Translate

Jumat, 13 September 2024

Babad Tanah Jawi (176): Raja Pakubuwana II kembali bertahta di Kartasura

Alkisah. Ketika Panembahan Brawijaya berada di Surabratan, Gumpang, sebelum Ratu Maduretna dan kedua putri Panembahan datang telah datang sebelumnya dua putri Sang Panembahan yang lain. Nama kedua putri tersebut adalah Raden Ajeng Jabir dan Raden Ajeng Dewi. Mereka dibawa oleh sang nenek Raden Ayu Wetan, istri dari mendiang Pangeran Arya Mataram. Raden Ayu Wetan juga membawa seorang putrinya, janda dari Padmanagara Demak. Juga telah datang Raden Ayu Natakusuma, istri Ki Patih Natakusuma.

Selama berada di Gumpang Sang Panembahan sangat bersusah hati karena tidak mempunyai istri permaisuri. Bagi seorang raja tidak mempunyai permaisuri berarti menurunkan derajat, maka Panembahan menimbang-timbang siapa yang pantas diangkat sebagai permaisuri. Pertama, Sang Raja bermaksud mengambil Raden Ayu Natakusuma sebagai permaisuri. Namun Raden Ayu tidak bersedia karena masih mengingat suaminya yang berada di Sri Lanka. Malah kalau bisa Raden Ayu Natakusuma ingin menyusul pula ke Sri Lanka.

Sang Panembahan kemudian memilih putri dari Raden Ayu Wetan, dari Kamataraman. Yakni masih putra dari sang kakek Pangeran Arya Mataram. Jadi masih terhitung bibi Sang Panembahan. Akad nikahnya akan dilaksanakan bila Ratu Maduretna telah datang. Setelah Ratu Maduretna datang dari Tembayat Sang Panembahan melangsungkan akad nikah. Putri Pangeran Arya Mataram kemudian diberi gelar Ratu Mamenang.

Sementara itu yang berada di Salatiga, Tuan Kumendur sangat bergembira karena masih terbuka peluang untuk menanam jasa kepada Sang Panembahan.

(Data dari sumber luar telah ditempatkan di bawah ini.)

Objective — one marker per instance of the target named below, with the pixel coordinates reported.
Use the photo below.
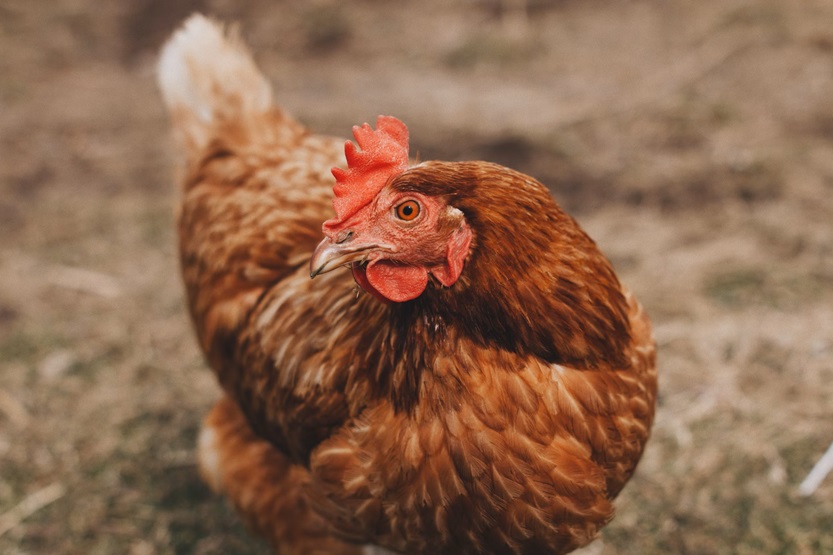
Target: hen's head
(394, 237)
(508, 266)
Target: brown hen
(479, 382)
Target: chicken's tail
(207, 76)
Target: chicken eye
(408, 210)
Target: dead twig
(30, 505)
(817, 474)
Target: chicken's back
(256, 184)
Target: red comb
(383, 154)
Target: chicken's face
(395, 242)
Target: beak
(329, 255)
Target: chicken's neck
(533, 284)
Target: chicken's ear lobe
(456, 253)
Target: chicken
(464, 374)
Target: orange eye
(408, 210)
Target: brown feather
(500, 415)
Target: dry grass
(692, 139)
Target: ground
(693, 140)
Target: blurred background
(693, 140)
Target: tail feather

Sang Raja Pakubuwana atau Panembahan Brawijaya belum bisa masuk ke istana karena dicegah pasukan Madura. Sang Panembahan meminta Kumpeni untuk mengusir pasukan Madura agar Sang Panembahan dapat segera bertahta kembali di Kartasura. Arya Pringgalaya telah datang ke Salatiga untuk menjemput Tuan Kumendur. Pesan Sang Panembahan agar kedatangan Kumpeni dipercepat. Oleh karena itu Pringgalaya hanya semalam di Salatiga. Esok harinya pasukan Kumpeni pun berangkat.

Perjalanan pasukan Kumpeni telah sampai di Boyolali, lalu beristirahat semalam. Pagi harinya langsung berlanjut ke Kartasura. Pasukan Madura telah mengetahui kalau pasukan Kumpeni datang. Para pembesar pasukan Madura kemudian menyiapkan pasukan untuk menghadang pasukan Kumpeni. Ketika pasukan Kumpeni telah sampai di Banyudana, pasukan Madura telah terlihat. Pasukan Madura dipimpin Ki Dipasasana Tuban. Ki Dipasasana lalu mendekati pasukan Kumpeni. Dipasasana mengatakan kalau pasukan Madura telah menyambut kedatangan pasukan Kumpeni di Asem.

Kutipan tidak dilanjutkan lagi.